B14 SE-R sideskirts have about 8 of these little white retainer clips that pop into grommets along side the rocker panel. When I removed the skirt I wound up snapping off, oh a good 8 - 10 of these retainers. They were old and break easy. 
No Nissan dealer or parts catalog shows the clips! There must be 8+ of these on each side the vehicle but nobody sells em. 

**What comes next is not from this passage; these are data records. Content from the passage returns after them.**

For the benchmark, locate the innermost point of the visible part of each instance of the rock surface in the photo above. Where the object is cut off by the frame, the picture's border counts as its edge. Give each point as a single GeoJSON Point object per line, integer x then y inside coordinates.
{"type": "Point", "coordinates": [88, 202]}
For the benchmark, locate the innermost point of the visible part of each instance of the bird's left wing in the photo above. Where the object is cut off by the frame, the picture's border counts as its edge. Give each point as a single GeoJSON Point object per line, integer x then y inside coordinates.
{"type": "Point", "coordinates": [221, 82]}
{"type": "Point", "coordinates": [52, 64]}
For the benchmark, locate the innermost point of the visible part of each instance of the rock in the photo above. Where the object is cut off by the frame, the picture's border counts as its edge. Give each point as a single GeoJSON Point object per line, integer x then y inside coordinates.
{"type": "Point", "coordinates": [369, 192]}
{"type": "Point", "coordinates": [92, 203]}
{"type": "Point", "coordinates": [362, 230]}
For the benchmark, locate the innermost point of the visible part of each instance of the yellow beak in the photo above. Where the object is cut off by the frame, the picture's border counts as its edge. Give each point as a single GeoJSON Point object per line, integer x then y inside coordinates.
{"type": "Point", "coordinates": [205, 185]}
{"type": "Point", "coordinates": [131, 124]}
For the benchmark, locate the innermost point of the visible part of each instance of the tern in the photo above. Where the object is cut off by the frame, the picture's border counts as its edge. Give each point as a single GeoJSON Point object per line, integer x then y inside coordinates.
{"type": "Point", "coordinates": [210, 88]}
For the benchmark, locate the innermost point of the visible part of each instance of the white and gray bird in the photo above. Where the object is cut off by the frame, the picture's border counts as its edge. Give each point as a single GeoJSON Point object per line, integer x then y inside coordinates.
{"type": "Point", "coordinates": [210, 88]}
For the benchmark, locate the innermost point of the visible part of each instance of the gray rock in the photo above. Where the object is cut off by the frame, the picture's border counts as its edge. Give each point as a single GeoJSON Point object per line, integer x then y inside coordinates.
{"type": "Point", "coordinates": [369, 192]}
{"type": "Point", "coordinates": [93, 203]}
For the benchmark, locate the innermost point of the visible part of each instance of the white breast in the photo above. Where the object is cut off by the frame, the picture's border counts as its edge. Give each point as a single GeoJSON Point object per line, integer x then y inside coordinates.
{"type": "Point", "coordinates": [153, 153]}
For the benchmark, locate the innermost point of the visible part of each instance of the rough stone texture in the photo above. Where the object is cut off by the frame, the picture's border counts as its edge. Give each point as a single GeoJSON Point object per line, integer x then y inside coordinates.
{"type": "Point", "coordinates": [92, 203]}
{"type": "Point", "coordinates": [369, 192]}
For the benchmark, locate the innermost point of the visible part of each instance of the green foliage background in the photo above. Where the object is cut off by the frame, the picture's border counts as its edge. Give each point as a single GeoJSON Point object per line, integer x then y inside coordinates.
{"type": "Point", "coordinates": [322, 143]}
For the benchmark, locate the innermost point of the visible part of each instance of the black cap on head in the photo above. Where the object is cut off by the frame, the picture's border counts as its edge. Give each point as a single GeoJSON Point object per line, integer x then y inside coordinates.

Anyone know what I’m taking about?
Where can I find these?

:cheers:


----------



## Token Moron (Mar 28, 2003)

im sure the dealership stocks them if not order them.....problem with them is that they dont know what theyre talking about when it comes to their own cars. they use FAST to look for parts and that shit doesnt have all the items.


----------



## nastynissan (Jan 26, 2003)

Try a NAPA store... They normally have a rack of assorted clips and trim fasteners... And should have something thatll work.. Advance, Autozone, and such don't... All else fails talk to a body shop about ordering some..


----------



## Token Moron (Mar 28, 2003)

according to the FSM the symbol number for the clips are C101. my version of FAST is not working for some reason so i cant double check for u


----------



## nizzan4u2nv (Apr 14, 2004)

Id just use some body shop type double sided tape.


----------



## PacificBlue_200sx (Sep 15, 2003)

I just used the screws underneath, and double sided tape. Worked fine.


----------



## Sethticlees (May 30, 2002)

Well, the FSM says it's C101 but when you reference back to the list of clips none of those three are it. In fact none of the clips pictured in the FSM look like this. 
Check it out...


















If at all possible I'd like to find the clips, double sided tape would be more a last resort option.


----------



## lshadoff (Nov 26, 2002)

I broke a few of these clips when I was removing the sideskirt. The Nissan dealer could not find the part number in their computer. He called another dealer who said that it is the same as a clip for an Altima which is in their system.

Lew


----------



## skeeter149 (Jul 4, 2002)

i recently had the same problem and i called mossy nissan who had a new skirt in they said the clips only come with the skirt which nissan north america confirmed. so what i did was go to nissan get some plastic door clip things that were longer and i took a dremel to make them the same shape as the stock ones. damned to me it actuall worked and lock that puppy good so i went to get more of those plastic things in case. bought 16 actually if you want the part # for the clip i got i can get it off the bag for you. I wont be back till monday if you dont catch me today hope that helps


----------



## lshadoff (Nov 26, 2002)

I may have found the part numbers! See if these are the ones:

P/N 63848-01G00 - Clip
P/N 76848-35F20 - Grommet

Lew


----------



## LIUSPEED (May 29, 2002)

will those clips work for the se-l sides.. i mean my car didnt come with sides and will those work when i try to install my se-l sides?


----------



## lshadoff (Nov 26, 2002)

LIUSPEED said:


> will those clips work for the se-l sides.. i mean my car didnt come with sides and will those work when i try to install my se-l sides?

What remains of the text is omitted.